Boxing Monthly
- Categories: Sport
- Frequency: Monthly
- Founded: 1989
- Final issue: May 2020
- Company: Kelsey Media
- Country: United Kingdom
- Based in: Cudham
- Language: English
- Website: www.boxingmonthly.com
- ISSN: 0956-098X

= Boxing Monthly =

Boxing Monthly was a London-based, worldwide monthly boxing magazine.

==History and profile==
Boxing Monthly was founded in May 1989. The monthly periodical was mainly feature-based, with a focus on UK and international fighters. It included expert columns, analysis, extensive reports from around the world, British and World Ratings and book reviews.

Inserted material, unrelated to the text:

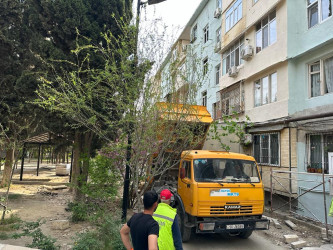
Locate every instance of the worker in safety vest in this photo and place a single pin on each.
(166, 216)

Barry J. Hugman was the launch editor in April 1989. He was followed by Ian Probert and George Zeleny. Glyn Leach became assistant editor in 1990 and editor in 1992 until his death in 2014. The title was launched alongside Boxing Weekly, which was seen as a direct competitor to Britain's other weekly boxing paper, Boxing News. Boxing Weekly proved unsuccessful and folded inside a year. The monthly magazine proved more popular, with a readership of approximately 25,000. International Boxing Hall of Fame inductee Graham Houston was its editor at the time it ceased publication, having taken over duties upon Leach's death.

It was announced in March 2020 that the May 2020 issue would be the last, thus ending the publication after 31 years.